Commanding objects toward immutability

Following the rules for East-oriented Code helps me organize behavior in my code but it can lead to other benefits as well. As a result of following the rules, I find that my code is better prepared for restrictions like that which immutable objects introduce.

I recently went looking for samples of how people are using instance_eval and instance_exec and ended up with a great example from FactoryGirl thanks to Joshua Clayton. As I was searching, I came upon some code which happened to use instance_eval. Although it was a simple use case for that method it lent itself as a much better example of commands, immutability, and East-oriented code.

Here's the details...

If we want to use nested blocks to create a tree structure, we might create some pseudo-code like this to illustrate our desired code:

Node.new('root') do
  node('branch') do
    node('leaf')
    node('leaf2')
    node('leaf3')
  end
end

The representation of this set of objects should look something like this:

"['root', ['branch', ['leaf', 'leaf2', 'leaf3']]]"

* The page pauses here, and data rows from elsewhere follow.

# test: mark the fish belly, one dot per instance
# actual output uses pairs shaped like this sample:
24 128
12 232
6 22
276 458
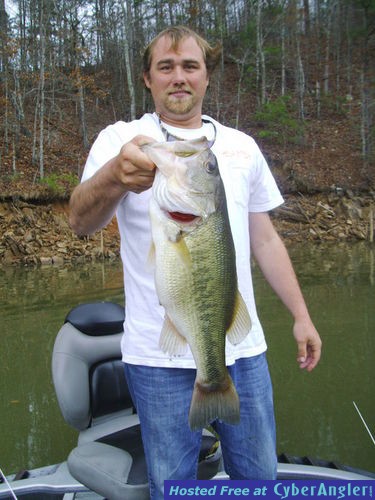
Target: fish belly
197 285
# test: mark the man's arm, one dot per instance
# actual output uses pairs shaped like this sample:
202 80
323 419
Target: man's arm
94 201
273 259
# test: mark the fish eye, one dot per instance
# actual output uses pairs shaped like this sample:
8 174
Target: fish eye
211 166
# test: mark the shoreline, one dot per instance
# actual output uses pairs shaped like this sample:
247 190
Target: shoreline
38 233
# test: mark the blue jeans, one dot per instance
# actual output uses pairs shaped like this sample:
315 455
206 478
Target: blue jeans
162 397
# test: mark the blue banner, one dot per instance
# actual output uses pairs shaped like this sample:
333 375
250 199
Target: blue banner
280 490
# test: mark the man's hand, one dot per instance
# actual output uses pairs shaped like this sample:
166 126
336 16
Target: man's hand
132 167
94 201
308 343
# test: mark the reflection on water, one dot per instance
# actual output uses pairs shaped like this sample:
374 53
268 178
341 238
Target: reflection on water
315 412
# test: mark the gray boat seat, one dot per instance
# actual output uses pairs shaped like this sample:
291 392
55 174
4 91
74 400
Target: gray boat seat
93 396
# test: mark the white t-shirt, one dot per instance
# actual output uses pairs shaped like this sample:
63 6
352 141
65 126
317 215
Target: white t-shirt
249 187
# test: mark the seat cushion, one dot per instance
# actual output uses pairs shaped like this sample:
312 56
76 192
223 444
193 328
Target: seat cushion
105 470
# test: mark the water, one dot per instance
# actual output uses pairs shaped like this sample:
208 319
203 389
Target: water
315 412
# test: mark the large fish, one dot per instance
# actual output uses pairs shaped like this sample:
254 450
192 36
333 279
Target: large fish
195 272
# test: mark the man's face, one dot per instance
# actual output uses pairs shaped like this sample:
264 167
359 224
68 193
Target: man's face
178 81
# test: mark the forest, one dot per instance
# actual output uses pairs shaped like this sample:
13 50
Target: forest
298 75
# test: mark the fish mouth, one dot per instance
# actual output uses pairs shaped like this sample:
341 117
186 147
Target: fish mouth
181 217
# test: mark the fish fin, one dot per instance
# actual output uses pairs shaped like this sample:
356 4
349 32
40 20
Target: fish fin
151 258
171 341
241 322
222 403
183 252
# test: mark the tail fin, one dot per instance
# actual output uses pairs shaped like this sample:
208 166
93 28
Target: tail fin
207 405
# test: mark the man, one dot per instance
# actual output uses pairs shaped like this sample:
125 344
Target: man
118 177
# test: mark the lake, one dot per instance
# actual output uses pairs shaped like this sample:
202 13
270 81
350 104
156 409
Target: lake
314 411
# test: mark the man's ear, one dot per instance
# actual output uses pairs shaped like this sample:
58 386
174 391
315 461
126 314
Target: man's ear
146 79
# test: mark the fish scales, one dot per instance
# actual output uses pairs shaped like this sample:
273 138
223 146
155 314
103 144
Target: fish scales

This shows that the created tree is a pair of a named node and an array of named children (who can also have children).

Imperative approach

A simple solution is to initialize a Node and, using an imperative approach, to change its state; that is to say that we alter its collection of children.

class Node
      def initialize(name, &block)
        @name = name
        @children = []

        instance_eval(&block) if block
      end    

      attr_reader :children, :name

      def node(name, &block)
        children << Node.new(name, &block)
      end
    end

When each node is created, its collection of children is set to an empty array. With each call to the node method, a new Node object is created and shoveled into the collection of children.

If we refactor our sample to inline the methods and show us exactly what's going on, it would look something like this:

Node.new('root') do
  self.children << Node.new('branch') do
    self.children << Node.new('leaf')
    self.children << Node.new('leaf2')
    self.children << Node.new('leaf3')
  end
end

We can more clearly see what's happening inside of the node method with this change to our code.

Eastward flow

As I worked with this problem I wondered: what would happen if I started following the 4 rules of East-oriented code?

If our node method returns self, how does that affect our code?

class Node
      # initialize omitted...

      def node(name, &block)
        children << Node.new(name, &block)
        self
      end
    end

Fortunately, because our code relies on an imperative approach by changing the state of the children, the code still works.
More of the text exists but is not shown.